I argue that on normative grounds a positive (non-zero) social discount rate is defensible. Positive discount rates are justifiable in terms of epistemic access. The appropriate discount depends on the actions or policies being evaluated as well as the epistemic reasons.
This analysis depends two primary claims: one about our epistemic status and the other about decision-making under a limited epistemic status. The first is that we are not able to produce reliable credences in social outcomes beyond a 50 or 100 year timeline. The latter is that, if we have limited epistemic status about some outcome of our action, we are less responsible with respect to that outcome.
With these two claims, I argue that it is both normatively and rationally defensible to discount intergenerationally. This is due to the possibility of future radical societal reconstruction, including the possibilities (a) that future generations do not exist; (b) are not Earth-bound; or (c) have radically different needs (e.g. transhumanism).

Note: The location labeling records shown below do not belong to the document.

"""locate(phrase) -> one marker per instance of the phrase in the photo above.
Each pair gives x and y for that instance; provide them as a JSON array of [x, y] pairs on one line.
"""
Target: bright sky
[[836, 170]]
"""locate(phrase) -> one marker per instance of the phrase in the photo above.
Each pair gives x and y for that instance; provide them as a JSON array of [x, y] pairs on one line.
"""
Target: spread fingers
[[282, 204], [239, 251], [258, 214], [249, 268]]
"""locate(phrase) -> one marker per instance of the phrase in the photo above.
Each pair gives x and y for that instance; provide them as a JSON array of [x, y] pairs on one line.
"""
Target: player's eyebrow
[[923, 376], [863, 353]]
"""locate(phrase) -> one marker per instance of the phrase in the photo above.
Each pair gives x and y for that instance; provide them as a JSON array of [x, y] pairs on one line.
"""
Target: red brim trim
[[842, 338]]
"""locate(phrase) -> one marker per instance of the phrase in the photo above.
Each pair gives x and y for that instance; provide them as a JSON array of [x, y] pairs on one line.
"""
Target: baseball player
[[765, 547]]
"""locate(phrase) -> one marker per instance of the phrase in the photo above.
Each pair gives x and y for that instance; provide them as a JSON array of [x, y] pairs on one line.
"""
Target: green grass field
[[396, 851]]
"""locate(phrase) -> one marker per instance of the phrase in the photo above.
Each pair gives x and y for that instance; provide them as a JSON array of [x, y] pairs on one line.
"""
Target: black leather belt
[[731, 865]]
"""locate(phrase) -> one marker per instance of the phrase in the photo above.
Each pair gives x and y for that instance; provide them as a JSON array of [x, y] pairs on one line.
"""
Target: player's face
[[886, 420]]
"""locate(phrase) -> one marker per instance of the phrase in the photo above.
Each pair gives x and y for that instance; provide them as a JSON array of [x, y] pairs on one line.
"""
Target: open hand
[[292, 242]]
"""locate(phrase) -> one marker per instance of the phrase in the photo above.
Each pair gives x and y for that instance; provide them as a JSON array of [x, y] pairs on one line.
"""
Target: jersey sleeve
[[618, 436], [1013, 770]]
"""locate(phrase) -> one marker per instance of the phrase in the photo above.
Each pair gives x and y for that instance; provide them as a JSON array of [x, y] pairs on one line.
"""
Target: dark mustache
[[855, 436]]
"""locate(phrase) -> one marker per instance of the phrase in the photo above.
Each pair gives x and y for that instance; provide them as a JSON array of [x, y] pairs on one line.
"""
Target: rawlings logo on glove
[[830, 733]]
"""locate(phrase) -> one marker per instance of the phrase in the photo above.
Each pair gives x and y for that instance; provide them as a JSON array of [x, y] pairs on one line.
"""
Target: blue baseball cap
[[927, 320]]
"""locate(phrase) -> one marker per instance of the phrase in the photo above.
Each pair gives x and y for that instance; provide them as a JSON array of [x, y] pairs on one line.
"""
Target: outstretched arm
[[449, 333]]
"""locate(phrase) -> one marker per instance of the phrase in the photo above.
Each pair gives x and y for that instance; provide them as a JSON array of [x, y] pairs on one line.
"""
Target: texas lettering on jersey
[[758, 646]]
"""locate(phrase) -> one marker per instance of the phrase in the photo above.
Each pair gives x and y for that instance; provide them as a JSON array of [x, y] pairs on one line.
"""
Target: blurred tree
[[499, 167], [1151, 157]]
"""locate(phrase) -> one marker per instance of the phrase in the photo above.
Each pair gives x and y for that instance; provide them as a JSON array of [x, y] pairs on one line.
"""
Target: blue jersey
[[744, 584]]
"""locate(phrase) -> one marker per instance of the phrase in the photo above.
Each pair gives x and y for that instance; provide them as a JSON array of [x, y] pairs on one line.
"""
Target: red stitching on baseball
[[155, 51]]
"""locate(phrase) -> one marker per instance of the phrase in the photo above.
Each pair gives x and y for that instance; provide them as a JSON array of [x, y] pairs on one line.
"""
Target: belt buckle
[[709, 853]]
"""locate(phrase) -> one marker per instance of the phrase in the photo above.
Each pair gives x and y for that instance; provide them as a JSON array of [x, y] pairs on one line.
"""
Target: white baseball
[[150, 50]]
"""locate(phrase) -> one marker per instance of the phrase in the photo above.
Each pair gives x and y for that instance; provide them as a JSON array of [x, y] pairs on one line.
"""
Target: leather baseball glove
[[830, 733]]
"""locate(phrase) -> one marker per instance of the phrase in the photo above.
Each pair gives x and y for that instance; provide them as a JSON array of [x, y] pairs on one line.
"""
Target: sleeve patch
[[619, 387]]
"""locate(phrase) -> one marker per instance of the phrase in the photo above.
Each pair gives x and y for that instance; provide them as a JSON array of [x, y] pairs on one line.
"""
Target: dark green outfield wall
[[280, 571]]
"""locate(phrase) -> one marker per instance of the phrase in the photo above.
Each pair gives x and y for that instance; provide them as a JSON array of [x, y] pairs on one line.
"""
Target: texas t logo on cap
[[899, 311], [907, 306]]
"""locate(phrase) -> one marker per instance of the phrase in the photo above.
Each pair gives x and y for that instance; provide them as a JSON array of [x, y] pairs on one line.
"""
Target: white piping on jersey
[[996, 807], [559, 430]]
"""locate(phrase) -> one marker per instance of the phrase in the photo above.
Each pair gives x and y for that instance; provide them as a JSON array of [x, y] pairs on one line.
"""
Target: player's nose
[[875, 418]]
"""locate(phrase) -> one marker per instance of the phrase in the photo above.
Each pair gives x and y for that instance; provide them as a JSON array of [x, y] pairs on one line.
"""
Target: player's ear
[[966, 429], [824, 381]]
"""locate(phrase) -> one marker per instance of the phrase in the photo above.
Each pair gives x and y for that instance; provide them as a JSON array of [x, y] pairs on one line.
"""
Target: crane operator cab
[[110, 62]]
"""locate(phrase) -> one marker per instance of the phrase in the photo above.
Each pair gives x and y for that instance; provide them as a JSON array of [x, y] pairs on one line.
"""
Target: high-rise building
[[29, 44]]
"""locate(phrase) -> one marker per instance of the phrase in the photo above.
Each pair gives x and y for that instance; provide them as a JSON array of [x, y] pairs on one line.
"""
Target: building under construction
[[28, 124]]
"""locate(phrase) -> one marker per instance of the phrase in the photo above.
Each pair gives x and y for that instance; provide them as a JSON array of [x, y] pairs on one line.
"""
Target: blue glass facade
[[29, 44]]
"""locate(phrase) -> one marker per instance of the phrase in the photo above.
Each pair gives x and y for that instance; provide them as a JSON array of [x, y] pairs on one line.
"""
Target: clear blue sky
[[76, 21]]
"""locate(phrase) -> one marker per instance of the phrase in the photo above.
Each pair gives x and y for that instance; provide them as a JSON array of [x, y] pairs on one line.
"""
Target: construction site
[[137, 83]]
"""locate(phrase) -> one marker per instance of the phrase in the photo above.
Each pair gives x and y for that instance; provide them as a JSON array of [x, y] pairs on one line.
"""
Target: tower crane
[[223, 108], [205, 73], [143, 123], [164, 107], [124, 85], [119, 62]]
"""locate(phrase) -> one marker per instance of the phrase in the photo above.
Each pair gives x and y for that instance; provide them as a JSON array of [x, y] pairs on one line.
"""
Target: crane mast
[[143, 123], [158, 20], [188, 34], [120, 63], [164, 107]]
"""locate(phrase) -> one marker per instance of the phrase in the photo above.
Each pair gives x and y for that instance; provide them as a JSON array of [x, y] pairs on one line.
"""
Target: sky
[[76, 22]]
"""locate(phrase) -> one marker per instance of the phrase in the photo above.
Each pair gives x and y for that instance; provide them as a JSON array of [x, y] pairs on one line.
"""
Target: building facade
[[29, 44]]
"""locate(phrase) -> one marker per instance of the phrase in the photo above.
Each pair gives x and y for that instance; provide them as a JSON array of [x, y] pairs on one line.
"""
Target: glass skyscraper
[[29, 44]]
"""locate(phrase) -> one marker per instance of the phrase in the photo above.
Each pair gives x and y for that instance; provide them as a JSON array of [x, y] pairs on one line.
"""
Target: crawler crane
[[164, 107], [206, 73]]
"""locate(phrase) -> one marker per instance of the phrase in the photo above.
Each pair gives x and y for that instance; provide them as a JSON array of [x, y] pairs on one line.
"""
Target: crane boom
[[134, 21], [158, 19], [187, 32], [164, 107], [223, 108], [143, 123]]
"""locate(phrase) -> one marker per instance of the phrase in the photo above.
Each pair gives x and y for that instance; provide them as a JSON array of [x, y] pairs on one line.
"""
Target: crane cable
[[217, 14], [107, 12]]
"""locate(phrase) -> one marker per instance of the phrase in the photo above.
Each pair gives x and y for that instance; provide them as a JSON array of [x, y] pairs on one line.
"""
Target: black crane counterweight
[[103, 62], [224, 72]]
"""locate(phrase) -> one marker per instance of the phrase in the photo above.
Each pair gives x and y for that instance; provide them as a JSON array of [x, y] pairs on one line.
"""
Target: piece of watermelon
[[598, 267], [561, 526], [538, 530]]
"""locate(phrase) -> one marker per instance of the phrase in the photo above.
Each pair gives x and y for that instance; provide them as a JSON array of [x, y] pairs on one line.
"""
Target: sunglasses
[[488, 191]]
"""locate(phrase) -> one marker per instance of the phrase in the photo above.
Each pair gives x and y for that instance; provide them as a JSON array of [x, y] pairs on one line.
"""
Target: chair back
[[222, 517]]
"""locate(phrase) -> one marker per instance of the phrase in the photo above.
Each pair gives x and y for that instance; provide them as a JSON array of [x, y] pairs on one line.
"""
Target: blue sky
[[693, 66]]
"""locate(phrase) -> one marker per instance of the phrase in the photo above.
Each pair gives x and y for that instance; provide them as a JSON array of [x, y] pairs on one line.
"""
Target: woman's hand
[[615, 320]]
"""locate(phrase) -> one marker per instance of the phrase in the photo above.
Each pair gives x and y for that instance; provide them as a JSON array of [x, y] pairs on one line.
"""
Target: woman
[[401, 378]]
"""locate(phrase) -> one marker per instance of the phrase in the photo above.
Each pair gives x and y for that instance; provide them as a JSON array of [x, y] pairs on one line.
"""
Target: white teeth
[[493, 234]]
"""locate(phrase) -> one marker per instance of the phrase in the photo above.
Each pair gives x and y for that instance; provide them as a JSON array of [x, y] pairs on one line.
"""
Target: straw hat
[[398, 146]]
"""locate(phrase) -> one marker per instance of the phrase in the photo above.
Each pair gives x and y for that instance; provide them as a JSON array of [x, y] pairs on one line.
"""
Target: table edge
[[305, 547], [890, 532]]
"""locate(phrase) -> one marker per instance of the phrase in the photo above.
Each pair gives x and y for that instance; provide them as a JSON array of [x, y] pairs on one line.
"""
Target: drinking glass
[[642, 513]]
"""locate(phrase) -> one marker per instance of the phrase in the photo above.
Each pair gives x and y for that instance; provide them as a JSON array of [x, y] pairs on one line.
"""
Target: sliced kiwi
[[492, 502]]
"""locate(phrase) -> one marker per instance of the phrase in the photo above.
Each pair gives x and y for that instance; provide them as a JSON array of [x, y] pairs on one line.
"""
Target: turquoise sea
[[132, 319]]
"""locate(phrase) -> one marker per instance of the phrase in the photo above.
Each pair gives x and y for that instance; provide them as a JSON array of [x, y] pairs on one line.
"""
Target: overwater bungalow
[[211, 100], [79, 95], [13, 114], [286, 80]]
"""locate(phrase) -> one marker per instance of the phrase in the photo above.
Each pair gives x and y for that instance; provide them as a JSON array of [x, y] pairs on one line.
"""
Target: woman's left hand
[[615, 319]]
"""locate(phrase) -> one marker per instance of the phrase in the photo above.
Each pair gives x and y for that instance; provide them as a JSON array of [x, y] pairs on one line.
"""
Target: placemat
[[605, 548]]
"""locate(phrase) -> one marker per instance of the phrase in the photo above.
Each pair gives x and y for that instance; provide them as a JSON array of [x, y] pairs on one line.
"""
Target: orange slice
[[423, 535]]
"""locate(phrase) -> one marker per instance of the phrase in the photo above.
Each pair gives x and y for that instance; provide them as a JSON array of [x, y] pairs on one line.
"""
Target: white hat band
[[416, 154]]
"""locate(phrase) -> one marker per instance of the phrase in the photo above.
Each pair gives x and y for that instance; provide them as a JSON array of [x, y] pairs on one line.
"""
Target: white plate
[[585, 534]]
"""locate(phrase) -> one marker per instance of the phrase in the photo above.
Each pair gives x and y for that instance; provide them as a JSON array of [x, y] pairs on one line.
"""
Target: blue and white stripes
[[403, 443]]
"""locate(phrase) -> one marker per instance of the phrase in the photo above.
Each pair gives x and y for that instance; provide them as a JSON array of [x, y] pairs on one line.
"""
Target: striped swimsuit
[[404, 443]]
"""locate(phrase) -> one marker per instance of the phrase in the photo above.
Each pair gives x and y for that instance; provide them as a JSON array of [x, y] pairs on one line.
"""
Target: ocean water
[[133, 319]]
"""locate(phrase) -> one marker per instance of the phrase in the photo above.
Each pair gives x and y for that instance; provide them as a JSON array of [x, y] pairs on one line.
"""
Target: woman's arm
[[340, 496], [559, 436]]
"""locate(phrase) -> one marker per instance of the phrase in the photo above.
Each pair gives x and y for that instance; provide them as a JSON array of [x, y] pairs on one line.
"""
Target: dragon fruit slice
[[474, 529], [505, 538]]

I also consider objections from Parfit and Broome. Parfit's objection is that it is immoral to discount the utility of other individuals simply in virtue of the fact that they are temporally distant. Broome's objection is that discounting introduces objectionable time-relativity into judgments of goodness. I respond that intergenerational discounting is not a moral judgment of the value of future generations, but instead a decision-making heuristic. Thus, it is not problematic to have temporal relativity, since our epistemic position towards the past (certainty) is different from the past's position towards the present (risk or uncertainty).